11 - Bienveillance

24 2 0
                                    

Elle avait fini par avouer à Johannes. Elle avait beaucoup pleuré, à nouveau. Il s'était montré désolé. Elle lui avait dit ne pas vouloir que leur relation change mais qu'elle ne pouvait plus rester comme ça. Que c'était égoïste de sa part mais qu'elle voulait qu'il comprenne pourquoi elle s'éloignait, fatalement. Qu'elle lui souhaitait tout le bonheur du monde.

Elle avait quitté le jeu aussi. C'était trop dur. Elle gardait contact avec certains et certaines mais ce n'était plus pareil. Au fond, il n'y avait que le jeu qui les liait.

Alors que la tristesse pointait son nez, elle posa sa tête dans ses mains et ferma les yeux. Elle repensa à ce week-end à la mer. Un petit sourire orna presque immédiatement ses lèvres alors qu'elle voyait Matthieu à nouveau dans son esprit.
Quand elle avait fini par se calmer, il l'avait aidée à se lever et à ranger ses affaires. Il l'avait raccompagnée jusqu'à sa voiture et avait griffonné une adresse sur un bout de papier : il lui proposait un dîner.
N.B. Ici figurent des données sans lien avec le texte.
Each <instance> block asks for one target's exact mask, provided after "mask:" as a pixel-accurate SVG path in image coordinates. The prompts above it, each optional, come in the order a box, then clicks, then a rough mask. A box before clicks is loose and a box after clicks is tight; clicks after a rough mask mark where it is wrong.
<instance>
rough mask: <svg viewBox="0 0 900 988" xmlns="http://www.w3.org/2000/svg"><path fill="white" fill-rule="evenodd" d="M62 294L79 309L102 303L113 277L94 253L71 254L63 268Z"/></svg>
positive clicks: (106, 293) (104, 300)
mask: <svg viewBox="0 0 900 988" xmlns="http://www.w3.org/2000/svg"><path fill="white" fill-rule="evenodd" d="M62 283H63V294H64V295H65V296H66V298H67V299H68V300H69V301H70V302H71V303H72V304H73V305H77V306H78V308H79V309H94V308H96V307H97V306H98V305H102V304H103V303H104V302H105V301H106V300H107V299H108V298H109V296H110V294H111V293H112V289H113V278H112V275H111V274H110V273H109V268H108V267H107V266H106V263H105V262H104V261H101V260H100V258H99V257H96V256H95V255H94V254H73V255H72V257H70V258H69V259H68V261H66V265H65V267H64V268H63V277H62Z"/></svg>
Ce soir-là, elle avait dîné avec lui et ses parents, rigolé, écouté des anecdotes de pêche et de haute mer. Avait peu parlé en soi, mais cela lui allait.
Quand la soirée s'était terminée, elle était restée un peu pour observer un magnifique tableau représentant un galion espagnol. Sans même s'en rendre compte, elle s'était machinalement assise en face de l'œuvre pour s'en imprégner. Les coups de pinceaux qui texturaient le bois et les vagues si différemment mais avec brio. Les couleurs ternes du bateau qui laissaient toute la place aux nuances de bleu et de blanc de l'océan.

À nouveau, Matthieu s'était assis à côté d'elle, en silence cette fois. Il était un peu perdu face à son regard dans le vide et pourtant si intensément concentré. Il prit le parti de patienter.

- Tu sais, dit-elle finalement tout bas, j'ai toujours voulu être une sirène.
- Vraiment ? chuchota-t-il à son tour.
- Oui, souffla-t-elle. L'océan me fascine. Sa force, son agitation, son calme pourtant... il a l'air si uniforme mais il abrite tellement de merveilles. Et tout y est gracieux.

Elle marqua une pause.

- À quelques exceptions abyssales prêt, rit-elle.

Il sourit. Elle l'intriguait grandement. Elle avait l'air d'être désespérée et pourtant elle s'émerveillait encore devant un tableau. Elle trouvait la force de rire, mais semblait encore sur le point de pleurer.

- Il y a... Un aquarium pas très loin d'ici. Tu voudrais y aller demain ?
- Et bien... Je suis censée rouler demain, pour rentrer chez moi...
- Oh...
- Mais... j'aime trop les aquarium... Je suppose que je peux rentrer l'après-midi.

Ils échangèrent un grand sourire avant qu'elle ne rentre.

Quand elle repensait au lendemain, Colette souriait encore plus. L'aquarium était magnifique. Ils avaient passé des heures à regarder les poissons nager, tels des milliers d'arc-en-ciel. Ils avaient discuté aussi. C'est cette nouvelle amitié qui lui avait donné le courage de parler à Johannes. Ça n'aurait pas été juste de maintenir le secret plus longtemps...

Maintenant, elle devait gérer le trop plein d'émotions. La tristesse. Le manque. L'angoisse. En continuant à faire son travail en souriant, sans perturber ses élèves aussi sensibles qu'elle. Certains avaient déjà senti qu'elle n'était pas au mieux de sa forme d'ailleurs. Difficile de le leur cacher entièrement. Mais elle réussirait à surmonter cette épreuve, comme toutes les autres.